However, there are more to consider since the lending club loans is an imbalanced dataset - the minority group(bad loans) accounts for only 13% of the population. There are two groups of metrics that may be useful in evaluating imbalanced classification because they allow us to focus on one class at a time, that is to assess how well the model predict each class separately. The are sensitivity-specificity and precision-recall(good expalanation here).
sensitivity-specificity
Sensitivity(also recall, true positive rate) summarizes how well the positive class was predicted (measures the proportion of positives that are correctly identifie). On the other hand, specificity measures the proportion of negatives that are correctly identified. For imbalanced classification (most of the time, the positive class is the minority class), we are more concerned Sensitivity than specificity.
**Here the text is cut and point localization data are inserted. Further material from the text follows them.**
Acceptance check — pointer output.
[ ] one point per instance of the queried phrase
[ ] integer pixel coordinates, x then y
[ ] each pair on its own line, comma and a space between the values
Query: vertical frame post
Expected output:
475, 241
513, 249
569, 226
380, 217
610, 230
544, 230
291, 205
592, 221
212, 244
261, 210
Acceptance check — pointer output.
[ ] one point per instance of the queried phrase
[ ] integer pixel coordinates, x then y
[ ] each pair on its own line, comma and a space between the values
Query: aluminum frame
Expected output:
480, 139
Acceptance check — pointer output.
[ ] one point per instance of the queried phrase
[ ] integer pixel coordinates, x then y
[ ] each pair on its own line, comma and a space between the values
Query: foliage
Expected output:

The sensitity is 38.3% while the specificity is 87.9%. What this is telling us is that the model is really good at identifying good loans but not so much for "bad" loans. The model is able to identify a "good" loans 88% of the time on average, while it has 38% chances to correctly identify one "default" loan (like 2 out of 3 default loans will be missed).
precision-recall
Another useful tool for evaluating imbalanced classification is ROC(Receiver Operating Characteristic) curve and ROC AUC(area under ROC curve) score. A no skill model will have a ROC AUC score of 0.5, whereas a perfect model will have a ROC AUC score of 1.0. The ROC AUC score of xgboost model using the test dataset is 0.75, which is means it is a skilled model.
To improve this project, I would like to test xgboost models with the features selected by Lasso regression and random forest. Also, I would like to perform hyperparameters tuning for Xgboost model.